La loi Egalim encadre la construction des prix d’achat et protège la valeur des matières premières agricoles, ce qui limite certaines baisses de prix de vente trop agressives. La loi Descrozaille restreint le niveau et la fréquence de certaines promotions sur les produits alimentaires et les boissons, notamment pour éviter une guerre des prix destructrice. Ensemble, ces lois obligent les enseignes et les industriels à travailler des mécaniques promotionnelles plus qualitatives, centrées sur la valeur plutôt que sur la seule baisse de prix.

Quel rôle jouent les MDD dans la rentabilité du linéaire d’été ?

Les marques de distributeur jouent un rôle clé, car elles offrent aux enseignes un meilleur contrôle sur les marges et les prix produits.
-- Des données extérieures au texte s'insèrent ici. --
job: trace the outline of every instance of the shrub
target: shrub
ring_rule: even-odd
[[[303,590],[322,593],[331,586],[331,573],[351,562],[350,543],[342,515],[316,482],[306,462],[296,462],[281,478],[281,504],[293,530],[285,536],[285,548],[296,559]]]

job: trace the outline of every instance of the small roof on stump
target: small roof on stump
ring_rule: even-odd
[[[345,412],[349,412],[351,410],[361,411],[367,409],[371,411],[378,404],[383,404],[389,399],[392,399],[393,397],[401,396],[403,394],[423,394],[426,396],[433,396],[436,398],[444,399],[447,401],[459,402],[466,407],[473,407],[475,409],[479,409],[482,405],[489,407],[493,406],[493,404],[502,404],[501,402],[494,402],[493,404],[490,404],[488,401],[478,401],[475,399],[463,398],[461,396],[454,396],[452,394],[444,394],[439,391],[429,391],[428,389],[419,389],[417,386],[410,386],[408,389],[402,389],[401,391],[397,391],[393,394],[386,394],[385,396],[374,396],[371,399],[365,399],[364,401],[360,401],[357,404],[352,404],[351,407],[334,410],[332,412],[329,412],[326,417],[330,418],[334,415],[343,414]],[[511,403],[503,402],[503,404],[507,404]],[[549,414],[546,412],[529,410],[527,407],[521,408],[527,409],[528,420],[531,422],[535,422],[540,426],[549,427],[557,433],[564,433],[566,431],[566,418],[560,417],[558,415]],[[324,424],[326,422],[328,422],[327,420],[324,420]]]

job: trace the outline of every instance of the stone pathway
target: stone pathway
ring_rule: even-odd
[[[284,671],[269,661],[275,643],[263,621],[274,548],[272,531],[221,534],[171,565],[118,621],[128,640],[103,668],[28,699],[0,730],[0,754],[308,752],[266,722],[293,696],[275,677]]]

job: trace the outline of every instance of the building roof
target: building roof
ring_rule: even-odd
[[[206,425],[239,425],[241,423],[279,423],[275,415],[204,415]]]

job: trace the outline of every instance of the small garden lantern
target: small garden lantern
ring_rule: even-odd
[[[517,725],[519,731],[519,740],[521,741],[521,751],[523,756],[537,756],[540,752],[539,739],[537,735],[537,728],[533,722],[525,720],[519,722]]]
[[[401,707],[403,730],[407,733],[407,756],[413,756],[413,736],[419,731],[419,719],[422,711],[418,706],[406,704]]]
En glaces, boissons ou salades composées, les MDD permettent de proposer des prix attractifs tout en préservant la rentabilité globale de la catégorie. Dans certains rayons estivaux, la MDD peut représenter plus d’un tiers des volumes vendus, ce qui en fait un levier majeur de pilotage économique. Elles servent aussi de levier de négociation face aux marques nationales, en donnant aux distributeurs une alternative crédible pour occuper le linéaire.

Comment les drives et la proximité modifient ils les arbitrages de linéaire ?

Les drives privilégient les références à forte rotation et les assortiments resserrés, ce qui renforce la pression sur les industriels pour être dans le top des ventes. Les magasins de proximité, eux, misent davantage sur les coups de cœur, les produits prêts à consommer et les innovations visibles en rayon. Cette différence de logique oblige les fournisseurs à adapter leurs gammes, leurs formats et leurs prix selon chaque canal de distribution.

Quels sont les signaux faibles à surveiller pour les prochains étés en GMS ?

Les mocktails premium, le snacking protéiné, les formats familiaux XL et les fruits et légumes prêts à consommer sont des signaux faibles déjà visibles dans les données de vente. Ces tendances traduisent une demande pour plus de convivialité, de praticité et de santé, sans renoncer au plaisir. Les acteurs qui sauront intégrer ces attentes dans leurs arbitrages de linéaire d’été prendront une longueur d’avance durable.